Many of the artists on show have won prestigious awards and the standard of work this summer is at an all-time high.

It features Scottish artist June Frickleton, who begins each of her sumptuous oil paintings with a composition in mind. As each painting progresses it takes on its own life-form. It is an organic process.

Her paintings consist of various shapes which have evolved over the years to form a distinctive visual vocabulary.

Frickleton graduated from Duncan of Jordanstone College of Art, Dundee. In 1991, she won a Hungarian Government Scholarship to study at the Academy of Fine Art in Budapest.

She recognises her time immersed in a different culture was precious to the development of her art. Each painting is created with a reduced palette, allowing a single colour to dominate the canvas.

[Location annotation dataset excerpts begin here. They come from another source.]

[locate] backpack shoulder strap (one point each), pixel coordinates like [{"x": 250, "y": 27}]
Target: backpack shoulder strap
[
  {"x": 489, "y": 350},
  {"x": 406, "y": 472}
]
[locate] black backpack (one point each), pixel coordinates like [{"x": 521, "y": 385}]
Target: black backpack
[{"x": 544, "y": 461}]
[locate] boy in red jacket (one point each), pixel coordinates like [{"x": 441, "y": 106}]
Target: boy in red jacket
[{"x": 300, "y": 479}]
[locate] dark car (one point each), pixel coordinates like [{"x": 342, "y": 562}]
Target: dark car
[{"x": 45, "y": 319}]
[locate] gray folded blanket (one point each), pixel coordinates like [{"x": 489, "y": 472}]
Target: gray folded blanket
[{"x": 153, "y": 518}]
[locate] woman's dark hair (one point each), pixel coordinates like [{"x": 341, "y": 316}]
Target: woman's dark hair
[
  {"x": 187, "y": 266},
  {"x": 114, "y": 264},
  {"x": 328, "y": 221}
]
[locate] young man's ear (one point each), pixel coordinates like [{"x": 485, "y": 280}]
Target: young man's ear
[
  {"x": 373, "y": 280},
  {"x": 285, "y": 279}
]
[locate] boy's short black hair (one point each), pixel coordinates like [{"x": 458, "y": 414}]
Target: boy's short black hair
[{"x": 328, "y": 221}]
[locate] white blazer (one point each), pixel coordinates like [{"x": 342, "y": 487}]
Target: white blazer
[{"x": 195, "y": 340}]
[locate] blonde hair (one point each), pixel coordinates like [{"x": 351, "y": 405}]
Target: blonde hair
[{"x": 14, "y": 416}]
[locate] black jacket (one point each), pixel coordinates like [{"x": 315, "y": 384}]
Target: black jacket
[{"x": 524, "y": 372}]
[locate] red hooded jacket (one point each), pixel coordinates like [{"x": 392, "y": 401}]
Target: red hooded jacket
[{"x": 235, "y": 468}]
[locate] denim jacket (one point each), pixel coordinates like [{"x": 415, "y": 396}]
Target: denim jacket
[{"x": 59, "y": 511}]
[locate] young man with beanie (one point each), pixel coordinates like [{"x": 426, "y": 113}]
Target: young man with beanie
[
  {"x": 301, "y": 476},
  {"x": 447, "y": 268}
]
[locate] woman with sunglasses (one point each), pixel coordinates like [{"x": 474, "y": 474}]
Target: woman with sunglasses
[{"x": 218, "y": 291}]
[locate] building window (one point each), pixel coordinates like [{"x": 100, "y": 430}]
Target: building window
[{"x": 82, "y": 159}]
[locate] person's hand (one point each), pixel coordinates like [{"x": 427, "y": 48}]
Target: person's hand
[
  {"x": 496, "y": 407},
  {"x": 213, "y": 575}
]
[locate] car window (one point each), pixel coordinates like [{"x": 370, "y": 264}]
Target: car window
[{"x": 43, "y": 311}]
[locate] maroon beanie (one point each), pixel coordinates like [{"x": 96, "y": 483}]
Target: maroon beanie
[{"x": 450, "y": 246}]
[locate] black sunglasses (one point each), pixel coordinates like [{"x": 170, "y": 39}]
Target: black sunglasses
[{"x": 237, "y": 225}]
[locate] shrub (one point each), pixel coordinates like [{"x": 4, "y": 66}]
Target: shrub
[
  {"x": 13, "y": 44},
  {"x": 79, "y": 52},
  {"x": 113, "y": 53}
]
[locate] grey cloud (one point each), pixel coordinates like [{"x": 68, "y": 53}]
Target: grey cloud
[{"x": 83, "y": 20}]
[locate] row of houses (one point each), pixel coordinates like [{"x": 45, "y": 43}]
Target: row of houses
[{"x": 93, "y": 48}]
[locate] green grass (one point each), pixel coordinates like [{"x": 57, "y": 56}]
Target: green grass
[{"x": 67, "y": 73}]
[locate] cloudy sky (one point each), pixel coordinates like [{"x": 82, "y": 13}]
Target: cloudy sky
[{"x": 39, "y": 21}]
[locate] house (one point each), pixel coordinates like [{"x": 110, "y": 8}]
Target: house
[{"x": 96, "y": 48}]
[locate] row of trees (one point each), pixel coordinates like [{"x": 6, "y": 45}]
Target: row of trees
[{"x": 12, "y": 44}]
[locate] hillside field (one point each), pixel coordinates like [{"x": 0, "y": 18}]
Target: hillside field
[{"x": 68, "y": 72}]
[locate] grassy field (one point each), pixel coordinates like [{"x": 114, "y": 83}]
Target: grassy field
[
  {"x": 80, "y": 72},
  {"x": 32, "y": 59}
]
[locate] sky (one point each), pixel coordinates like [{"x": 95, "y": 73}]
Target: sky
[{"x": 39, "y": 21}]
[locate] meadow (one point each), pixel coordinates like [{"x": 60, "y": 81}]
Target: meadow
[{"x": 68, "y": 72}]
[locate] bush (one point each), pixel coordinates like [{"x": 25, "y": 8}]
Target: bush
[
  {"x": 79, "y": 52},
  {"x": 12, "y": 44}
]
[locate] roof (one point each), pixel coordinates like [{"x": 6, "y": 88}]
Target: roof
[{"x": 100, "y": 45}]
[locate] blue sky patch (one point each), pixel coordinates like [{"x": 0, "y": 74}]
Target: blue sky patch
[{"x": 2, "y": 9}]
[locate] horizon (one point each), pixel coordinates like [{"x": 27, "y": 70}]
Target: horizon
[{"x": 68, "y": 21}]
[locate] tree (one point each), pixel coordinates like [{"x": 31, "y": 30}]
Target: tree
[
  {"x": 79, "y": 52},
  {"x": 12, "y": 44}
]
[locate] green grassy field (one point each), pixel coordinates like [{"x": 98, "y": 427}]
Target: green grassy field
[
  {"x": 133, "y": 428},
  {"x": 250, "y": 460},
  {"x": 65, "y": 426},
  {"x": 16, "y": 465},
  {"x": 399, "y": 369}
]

The painterly surface is important to Frickleton. She works it up, finishing parts with varnish or turpentine, adds and subtracts paint, and leaves some sections of the canvas bare. This process takes quite a long time.

Her works are untitled since she is reluctant to coerce viewers into specific interpretations.

She would rather their own senses guide their responses. Frickleton does not think her paintings need a reference point.

"If they make people react," she says, "whether it is favourable or not, that's a good thing."